As this case approaches it's third year another case is in the works. This time it involves Judge Robert Aylsworth of the Warrick Superior Court II. The requestor had sought access to court recordings in her divorce proceeding but was denied. Her complaint was received by the Public Access Counselor [PAC] on 04 November 2010 and docketed as complaint 10-FC-276.

Unless specifically barred by a court order, usually because of the testimony of a minor child or other sensitive information, domestic relations proceedings are open to the public. In this case no order had been issued sealing the records of the proceedings.

In my case the County of Boone and I have already stipulated and submitted to the court that "The question for the Court to decide is whether the Boone Superior Court II violated the Access to Public Records Act by allowing Showalter to only listen to the recording, rather than providing him a copy of the recording or allowing him to make such a recording using his own equipment." This is supported by the opinion of the PAC, statute and case law.

In 10-FC-276 the requestor complains that when she made a verbal request for access she was told that she may not listen to the recordings because she is 'not an officer of the court.' When she filed a written request with the court she was informed, verbally, that the "tapes of the hearings belonged to the court reporter not the court." and further that "They are not part of public access."

However it is well established that court recordings are public record. In her request she had cited the particular statutes stating that court recordings are part of the public record:
IC 5-14-3-2(m) defines a "Public agency" as "Any board, commission, department, division, bureau, committee, agency, office, instrumentality, or authority, by whatever name designated, exercising any part of the executive, administrative, judicial, or legislative power of the state." [emphasis added]
IC 5-14-3-3(b) states that " A public agency may not deny or interfere with the exercise of the right stated in subsection (a). The public agency shall either:
(1) provide the requested copies to the person making the request; or
(2) allow the person to make copies:
(A) on the agency's equipment; or
(B) on the person's own equipment."
The Court has also violated the Act by not providing a written denial stating who made the denial and the statutory provisions supporting the denial. This is also found in statute.

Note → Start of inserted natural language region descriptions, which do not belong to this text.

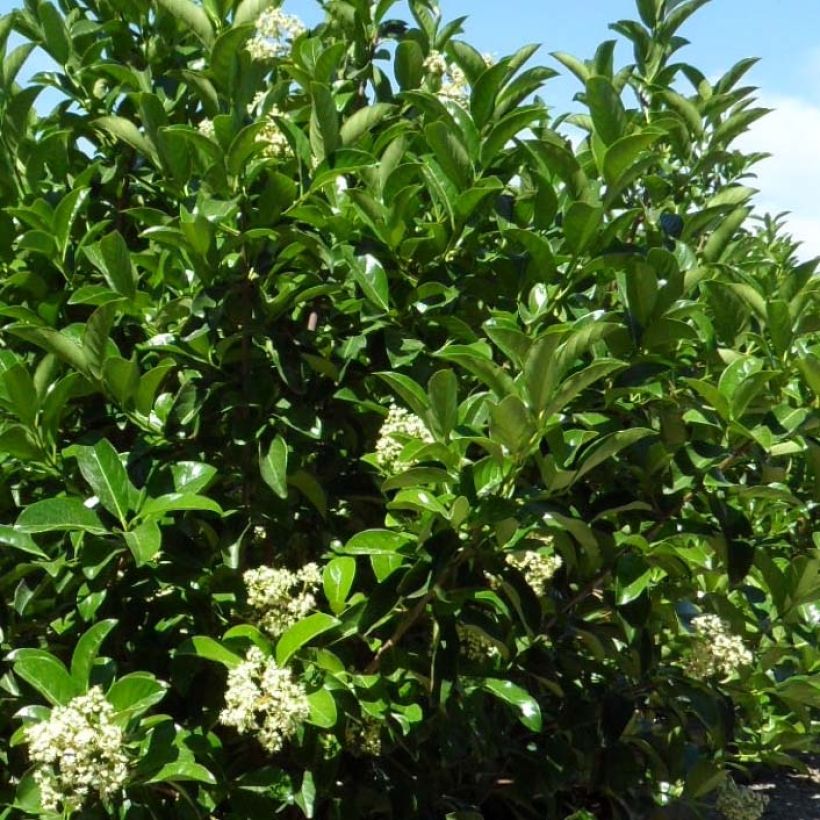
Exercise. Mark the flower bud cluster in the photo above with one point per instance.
(398, 428)
(716, 651)
(449, 78)
(280, 598)
(272, 137)
(275, 33)
(365, 738)
(475, 645)
(740, 802)
(78, 752)
(264, 700)
(538, 568)
(206, 128)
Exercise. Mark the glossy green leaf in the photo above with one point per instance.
(606, 108)
(45, 674)
(87, 649)
(59, 514)
(526, 706)
(337, 580)
(144, 541)
(323, 711)
(102, 469)
(302, 633)
(273, 467)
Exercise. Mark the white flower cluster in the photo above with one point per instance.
(716, 650)
(740, 802)
(275, 33)
(280, 598)
(449, 78)
(365, 738)
(538, 568)
(398, 428)
(264, 700)
(275, 142)
(206, 128)
(475, 645)
(78, 751)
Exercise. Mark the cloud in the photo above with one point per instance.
(790, 179)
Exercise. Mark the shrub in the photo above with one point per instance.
(369, 449)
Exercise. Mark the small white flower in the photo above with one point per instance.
(255, 104)
(264, 699)
(740, 802)
(275, 33)
(449, 79)
(365, 738)
(275, 142)
(398, 428)
(715, 650)
(475, 645)
(280, 598)
(436, 64)
(537, 567)
(78, 752)
(206, 128)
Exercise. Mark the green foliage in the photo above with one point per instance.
(348, 365)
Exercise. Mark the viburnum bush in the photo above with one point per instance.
(376, 443)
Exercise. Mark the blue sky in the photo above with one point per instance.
(785, 34)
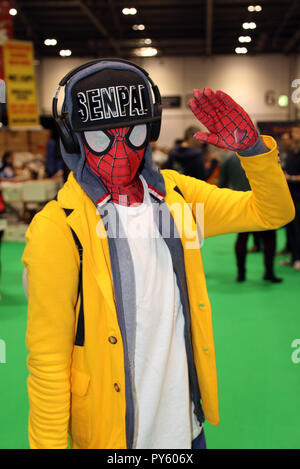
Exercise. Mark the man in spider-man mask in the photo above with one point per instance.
(121, 350)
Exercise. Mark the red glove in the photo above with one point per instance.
(229, 125)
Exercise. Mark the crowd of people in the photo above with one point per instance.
(204, 162)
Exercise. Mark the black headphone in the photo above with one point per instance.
(67, 135)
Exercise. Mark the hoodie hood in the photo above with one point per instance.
(93, 185)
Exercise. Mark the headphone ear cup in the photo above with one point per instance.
(67, 136)
(156, 125)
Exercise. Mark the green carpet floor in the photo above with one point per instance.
(254, 326)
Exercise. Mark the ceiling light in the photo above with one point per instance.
(50, 42)
(245, 39)
(129, 11)
(145, 51)
(65, 53)
(251, 25)
(253, 8)
(283, 100)
(138, 27)
(241, 50)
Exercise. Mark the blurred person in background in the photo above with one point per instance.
(232, 175)
(55, 165)
(211, 164)
(286, 144)
(6, 166)
(187, 157)
(154, 386)
(292, 173)
(159, 155)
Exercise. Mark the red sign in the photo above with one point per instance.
(6, 27)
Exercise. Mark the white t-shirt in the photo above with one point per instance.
(164, 417)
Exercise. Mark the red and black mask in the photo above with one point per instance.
(115, 156)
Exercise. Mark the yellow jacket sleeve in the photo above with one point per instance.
(52, 289)
(267, 206)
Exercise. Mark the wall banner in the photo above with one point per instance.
(22, 106)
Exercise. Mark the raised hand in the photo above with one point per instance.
(229, 125)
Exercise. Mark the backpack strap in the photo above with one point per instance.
(79, 337)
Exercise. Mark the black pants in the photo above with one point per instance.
(269, 246)
(293, 234)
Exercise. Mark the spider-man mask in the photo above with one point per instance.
(115, 156)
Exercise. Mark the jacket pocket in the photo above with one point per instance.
(80, 422)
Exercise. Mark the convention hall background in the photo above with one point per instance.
(194, 45)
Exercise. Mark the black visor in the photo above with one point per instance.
(109, 99)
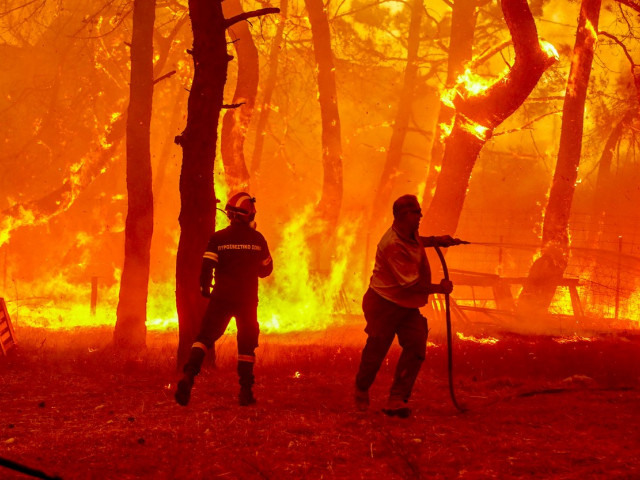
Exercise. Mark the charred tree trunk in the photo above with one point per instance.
(130, 330)
(382, 196)
(604, 188)
(477, 115)
(236, 120)
(463, 25)
(198, 142)
(270, 86)
(331, 200)
(549, 268)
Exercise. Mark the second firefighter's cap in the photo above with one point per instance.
(242, 204)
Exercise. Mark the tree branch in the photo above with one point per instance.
(528, 124)
(166, 75)
(631, 4)
(622, 45)
(247, 15)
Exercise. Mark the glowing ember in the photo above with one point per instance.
(485, 341)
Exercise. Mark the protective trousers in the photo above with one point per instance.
(214, 323)
(385, 320)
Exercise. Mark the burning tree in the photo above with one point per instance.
(130, 330)
(331, 200)
(401, 123)
(464, 14)
(236, 120)
(198, 142)
(479, 111)
(549, 268)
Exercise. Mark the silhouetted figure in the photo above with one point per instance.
(399, 286)
(239, 255)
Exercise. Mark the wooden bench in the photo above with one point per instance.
(7, 337)
(501, 289)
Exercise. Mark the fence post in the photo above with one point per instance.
(618, 276)
(94, 295)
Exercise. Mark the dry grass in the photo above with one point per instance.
(72, 407)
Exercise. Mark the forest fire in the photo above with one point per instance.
(344, 148)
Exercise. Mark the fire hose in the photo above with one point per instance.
(445, 272)
(18, 467)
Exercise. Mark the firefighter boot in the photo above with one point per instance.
(191, 369)
(246, 378)
(362, 399)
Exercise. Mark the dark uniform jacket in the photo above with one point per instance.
(239, 255)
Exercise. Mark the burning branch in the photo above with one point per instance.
(479, 109)
(247, 15)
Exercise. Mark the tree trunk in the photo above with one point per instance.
(198, 142)
(130, 330)
(236, 121)
(477, 115)
(270, 85)
(382, 198)
(463, 25)
(604, 191)
(331, 200)
(548, 269)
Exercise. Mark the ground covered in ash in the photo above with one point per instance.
(537, 408)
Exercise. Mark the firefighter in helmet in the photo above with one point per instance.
(239, 255)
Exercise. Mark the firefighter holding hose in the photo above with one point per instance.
(399, 286)
(239, 255)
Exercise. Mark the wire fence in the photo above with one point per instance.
(604, 256)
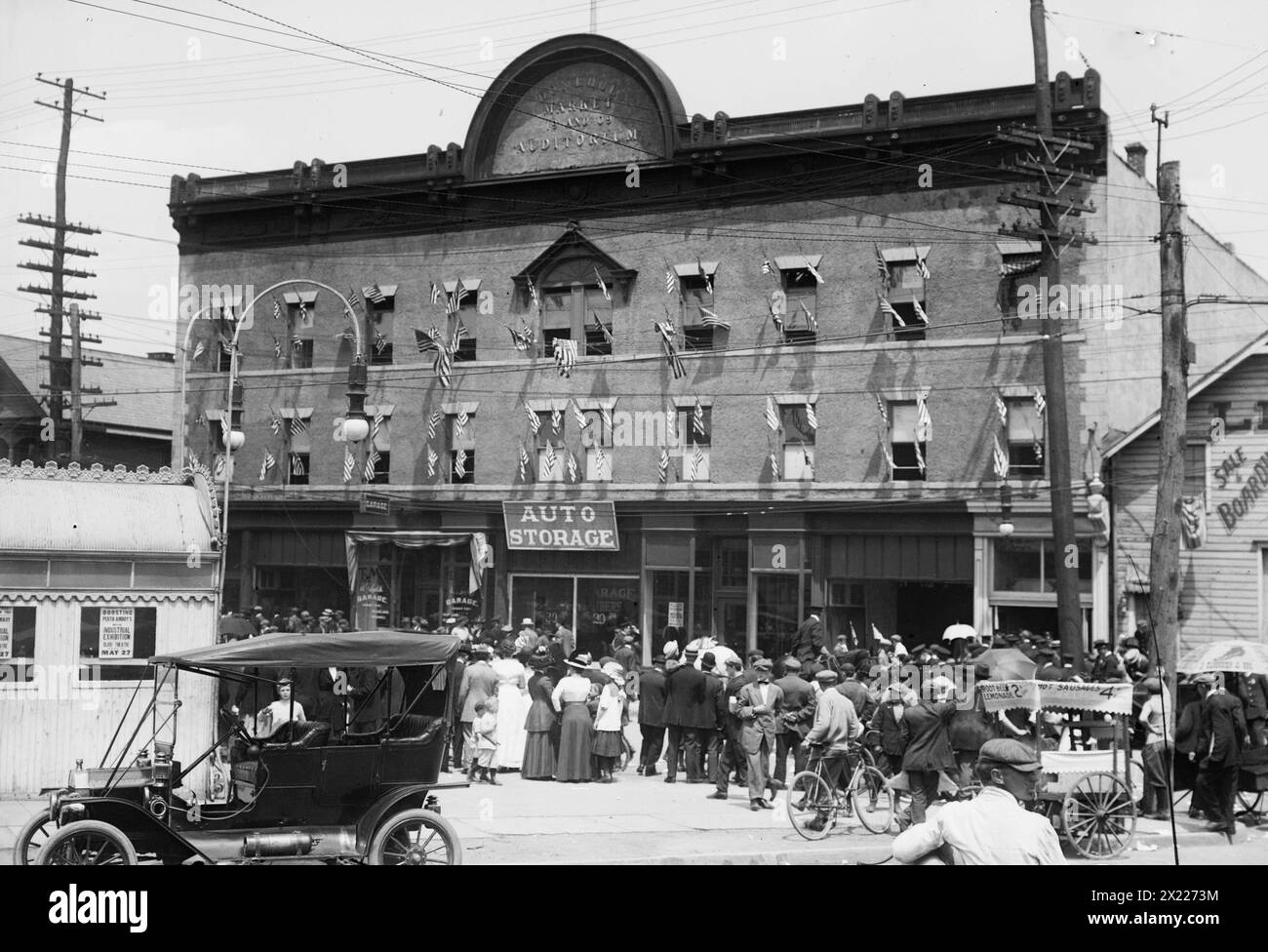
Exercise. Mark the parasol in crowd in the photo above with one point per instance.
(1007, 664)
(1230, 654)
(959, 631)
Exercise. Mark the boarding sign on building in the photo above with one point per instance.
(561, 526)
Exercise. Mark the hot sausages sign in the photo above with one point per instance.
(563, 526)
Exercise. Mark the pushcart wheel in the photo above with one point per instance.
(1098, 815)
(811, 805)
(873, 800)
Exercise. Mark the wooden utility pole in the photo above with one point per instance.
(62, 372)
(1165, 546)
(1044, 161)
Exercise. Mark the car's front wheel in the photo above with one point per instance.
(88, 843)
(416, 838)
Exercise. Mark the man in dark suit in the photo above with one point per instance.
(794, 722)
(478, 685)
(760, 705)
(651, 715)
(811, 640)
(1220, 735)
(684, 716)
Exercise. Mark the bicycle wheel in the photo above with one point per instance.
(871, 799)
(811, 805)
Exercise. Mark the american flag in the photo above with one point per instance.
(1001, 459)
(603, 329)
(920, 312)
(773, 414)
(697, 463)
(882, 267)
(710, 320)
(887, 308)
(671, 352)
(921, 263)
(705, 276)
(566, 355)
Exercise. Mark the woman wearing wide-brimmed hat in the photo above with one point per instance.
(608, 747)
(575, 732)
(541, 724)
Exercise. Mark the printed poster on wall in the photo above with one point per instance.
(118, 626)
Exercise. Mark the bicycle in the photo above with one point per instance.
(812, 807)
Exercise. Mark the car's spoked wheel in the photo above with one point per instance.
(32, 838)
(811, 805)
(416, 838)
(873, 800)
(88, 843)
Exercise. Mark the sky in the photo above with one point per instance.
(215, 88)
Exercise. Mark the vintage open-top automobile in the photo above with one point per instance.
(303, 791)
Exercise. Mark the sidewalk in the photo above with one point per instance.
(645, 820)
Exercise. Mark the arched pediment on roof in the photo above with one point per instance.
(575, 258)
(570, 102)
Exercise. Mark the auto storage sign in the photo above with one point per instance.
(562, 526)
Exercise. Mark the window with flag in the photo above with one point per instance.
(596, 439)
(297, 439)
(376, 466)
(461, 447)
(695, 443)
(550, 445)
(798, 425)
(907, 452)
(1025, 439)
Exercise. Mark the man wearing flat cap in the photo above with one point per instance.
(994, 828)
(760, 705)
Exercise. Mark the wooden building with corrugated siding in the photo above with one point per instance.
(1224, 566)
(99, 571)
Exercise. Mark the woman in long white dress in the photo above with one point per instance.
(512, 707)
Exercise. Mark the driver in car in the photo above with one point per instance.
(274, 715)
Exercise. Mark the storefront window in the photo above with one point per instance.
(777, 613)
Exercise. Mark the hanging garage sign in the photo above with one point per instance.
(561, 526)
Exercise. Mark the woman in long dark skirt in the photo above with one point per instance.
(575, 732)
(541, 747)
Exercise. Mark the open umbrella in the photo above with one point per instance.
(1229, 654)
(1007, 664)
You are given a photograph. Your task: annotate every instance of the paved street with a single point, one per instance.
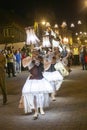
(68, 112)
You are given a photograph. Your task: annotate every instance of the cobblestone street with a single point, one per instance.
(68, 112)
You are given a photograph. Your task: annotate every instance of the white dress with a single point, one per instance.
(36, 88)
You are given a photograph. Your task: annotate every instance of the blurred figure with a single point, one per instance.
(2, 77)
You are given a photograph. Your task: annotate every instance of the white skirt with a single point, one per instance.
(53, 76)
(38, 89)
(37, 86)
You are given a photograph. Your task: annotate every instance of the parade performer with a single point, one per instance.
(35, 92)
(53, 76)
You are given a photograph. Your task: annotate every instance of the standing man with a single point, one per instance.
(2, 77)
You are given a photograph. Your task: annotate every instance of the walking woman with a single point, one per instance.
(35, 92)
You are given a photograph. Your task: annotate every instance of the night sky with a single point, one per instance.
(52, 10)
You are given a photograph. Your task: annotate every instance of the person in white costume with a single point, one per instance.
(53, 76)
(35, 92)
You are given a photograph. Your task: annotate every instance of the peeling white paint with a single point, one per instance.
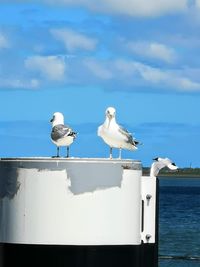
(46, 210)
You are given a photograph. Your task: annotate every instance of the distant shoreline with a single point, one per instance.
(180, 173)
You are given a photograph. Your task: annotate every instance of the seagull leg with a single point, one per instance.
(110, 152)
(58, 152)
(67, 151)
(120, 153)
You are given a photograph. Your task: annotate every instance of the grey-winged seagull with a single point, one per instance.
(114, 135)
(61, 135)
(161, 163)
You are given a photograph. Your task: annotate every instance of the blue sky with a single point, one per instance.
(79, 57)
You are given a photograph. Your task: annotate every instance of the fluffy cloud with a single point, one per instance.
(98, 69)
(129, 7)
(73, 40)
(153, 50)
(19, 83)
(51, 67)
(170, 79)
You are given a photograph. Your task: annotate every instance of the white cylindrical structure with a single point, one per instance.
(71, 203)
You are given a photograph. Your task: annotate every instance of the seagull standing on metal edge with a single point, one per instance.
(61, 135)
(114, 135)
(161, 163)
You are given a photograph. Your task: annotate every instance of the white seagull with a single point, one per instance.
(61, 135)
(161, 163)
(114, 135)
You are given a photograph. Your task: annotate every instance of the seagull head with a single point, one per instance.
(57, 118)
(110, 113)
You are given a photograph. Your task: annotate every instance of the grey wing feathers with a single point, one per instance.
(60, 131)
(128, 135)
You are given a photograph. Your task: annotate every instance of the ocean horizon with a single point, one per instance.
(179, 216)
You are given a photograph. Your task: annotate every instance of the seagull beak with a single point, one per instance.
(52, 119)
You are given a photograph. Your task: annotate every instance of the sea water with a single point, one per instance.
(179, 222)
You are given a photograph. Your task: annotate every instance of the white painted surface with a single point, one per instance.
(149, 190)
(45, 211)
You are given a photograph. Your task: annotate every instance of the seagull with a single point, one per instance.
(61, 135)
(161, 163)
(114, 135)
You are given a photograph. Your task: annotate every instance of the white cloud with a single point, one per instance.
(153, 50)
(19, 83)
(3, 41)
(98, 69)
(52, 67)
(73, 40)
(173, 80)
(129, 7)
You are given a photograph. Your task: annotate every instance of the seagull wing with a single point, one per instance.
(60, 131)
(128, 136)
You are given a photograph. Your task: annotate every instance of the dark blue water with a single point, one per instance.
(179, 218)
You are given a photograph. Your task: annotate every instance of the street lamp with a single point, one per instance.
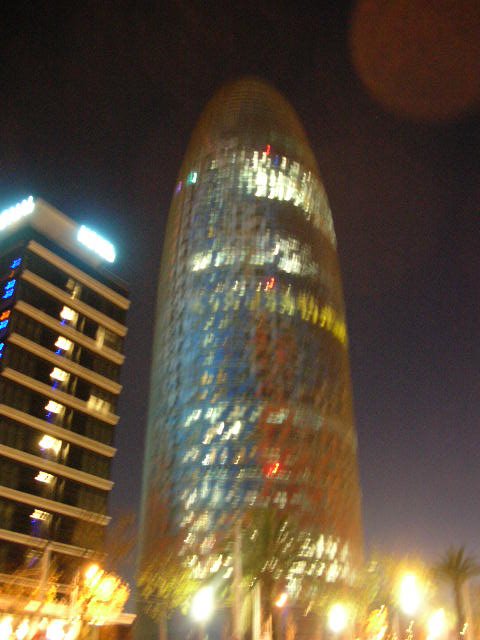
(338, 618)
(410, 594)
(437, 624)
(203, 606)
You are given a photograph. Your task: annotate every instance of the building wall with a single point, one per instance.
(62, 335)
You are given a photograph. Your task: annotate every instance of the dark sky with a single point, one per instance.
(98, 103)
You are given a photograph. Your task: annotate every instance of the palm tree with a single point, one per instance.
(457, 568)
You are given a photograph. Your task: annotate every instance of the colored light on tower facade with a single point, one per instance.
(251, 399)
(17, 212)
(93, 241)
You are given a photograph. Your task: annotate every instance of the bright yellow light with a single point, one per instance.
(281, 600)
(410, 594)
(55, 630)
(202, 604)
(437, 624)
(92, 574)
(6, 627)
(106, 588)
(22, 630)
(338, 618)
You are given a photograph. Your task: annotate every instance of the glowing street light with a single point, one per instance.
(203, 604)
(281, 600)
(437, 624)
(410, 594)
(337, 620)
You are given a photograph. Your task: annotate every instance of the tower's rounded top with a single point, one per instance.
(250, 112)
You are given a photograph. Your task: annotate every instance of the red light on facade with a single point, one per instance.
(272, 469)
(270, 284)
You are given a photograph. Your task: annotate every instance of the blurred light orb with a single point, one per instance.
(281, 600)
(6, 627)
(410, 596)
(437, 624)
(337, 618)
(55, 630)
(420, 60)
(203, 604)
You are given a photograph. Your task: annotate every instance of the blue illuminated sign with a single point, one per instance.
(9, 289)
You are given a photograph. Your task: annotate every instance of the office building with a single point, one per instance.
(250, 400)
(62, 330)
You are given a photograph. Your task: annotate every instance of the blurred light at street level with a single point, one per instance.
(437, 624)
(6, 628)
(202, 604)
(281, 600)
(338, 618)
(410, 594)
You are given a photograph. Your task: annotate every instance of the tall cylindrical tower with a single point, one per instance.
(251, 401)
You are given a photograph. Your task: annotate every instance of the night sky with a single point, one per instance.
(98, 102)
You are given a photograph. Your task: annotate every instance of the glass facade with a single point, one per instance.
(62, 330)
(250, 399)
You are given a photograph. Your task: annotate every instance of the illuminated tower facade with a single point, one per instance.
(250, 399)
(62, 329)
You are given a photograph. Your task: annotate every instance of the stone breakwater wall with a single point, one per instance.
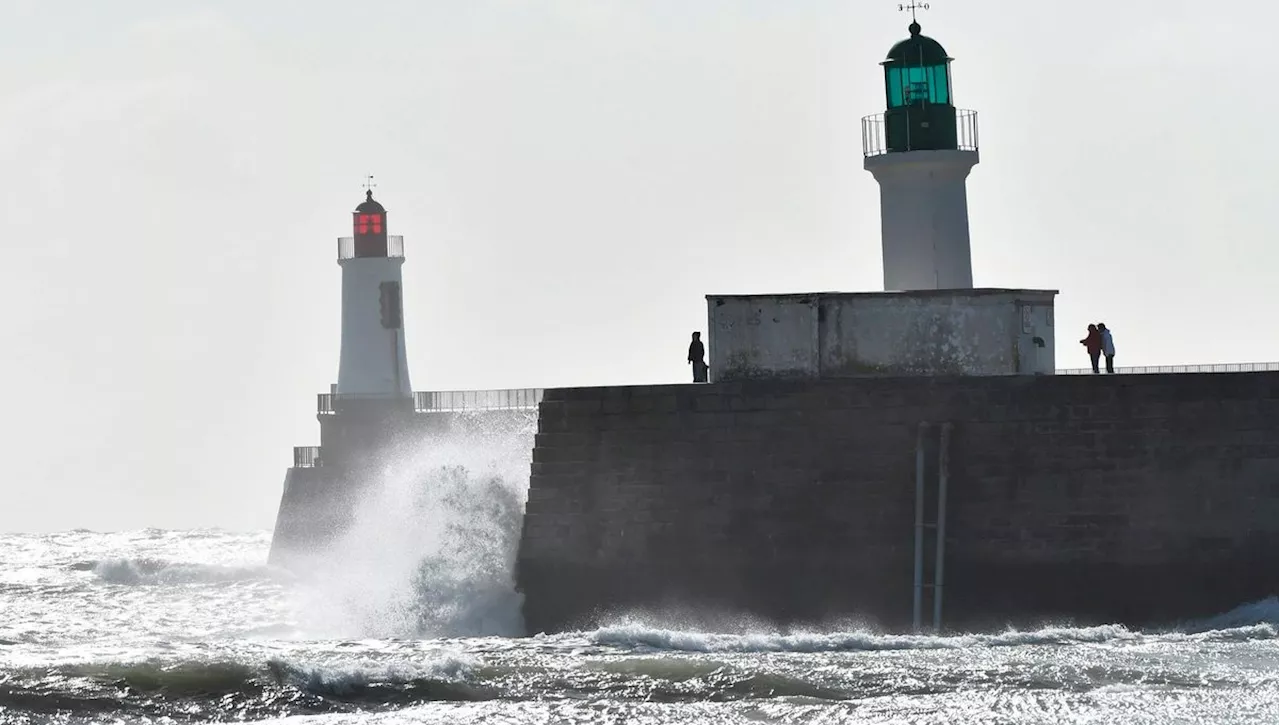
(1142, 500)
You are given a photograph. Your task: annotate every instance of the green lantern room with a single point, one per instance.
(920, 114)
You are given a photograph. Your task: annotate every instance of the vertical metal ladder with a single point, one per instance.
(931, 520)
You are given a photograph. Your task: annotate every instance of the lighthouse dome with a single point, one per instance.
(369, 205)
(918, 50)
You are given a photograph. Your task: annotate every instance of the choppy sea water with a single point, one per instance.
(192, 627)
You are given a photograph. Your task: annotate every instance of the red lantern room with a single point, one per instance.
(369, 227)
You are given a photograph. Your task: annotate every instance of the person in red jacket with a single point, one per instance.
(1093, 343)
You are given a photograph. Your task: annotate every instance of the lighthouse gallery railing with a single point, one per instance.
(394, 246)
(876, 133)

IC 5-14-3-9(c) If a request is made orally, either in person or by telephone, a public agency may deny the request orally. However, if a request initially is made in writing, by facsimile, or through enhanced access, or if an oral request that has been denied is renewed in writing or by facsimile, a public agency may deny the request if:
        (1) the denial is in writing or by facsimile; and
        (2) the denial includes:
            (A) a statement of the specific exemption or exemptions authorizing the withholding of all or part of the public record; and
            (B) the name and the title or position of the person responsible for the denial.

It is clear from these circumstances that the Warrick Superior Court II has unlawfully denied a citizen of the State of Indiana the right to access the public records of the court. This may be out of ignorance of the law but regardless, there is no excuse for this, especially in light of the fact that the requestor cited the law in the written request.

The Indiana Access to Public Records Act starts with a statement of purpose:
A fundamental philosophy of the American constitutional form of representative government is that government is the servant of the people and not their master. Accordingly, it is the public policy of the state that all persons are entitled to full and complete information regarding the affairs of government and the official acts of those who represent them as public officials and employees. Providing persons with the information is an essential function of a representative government and an integral part of the routine duties of public officials and employees, whose duty it is to provide the information. This chapter shall be liberally construed to implement this policy and place the burden of proof for the nondisclosure of a public record on the public agency that would deny access to the record and not on the person seeking to inspect and copy the record.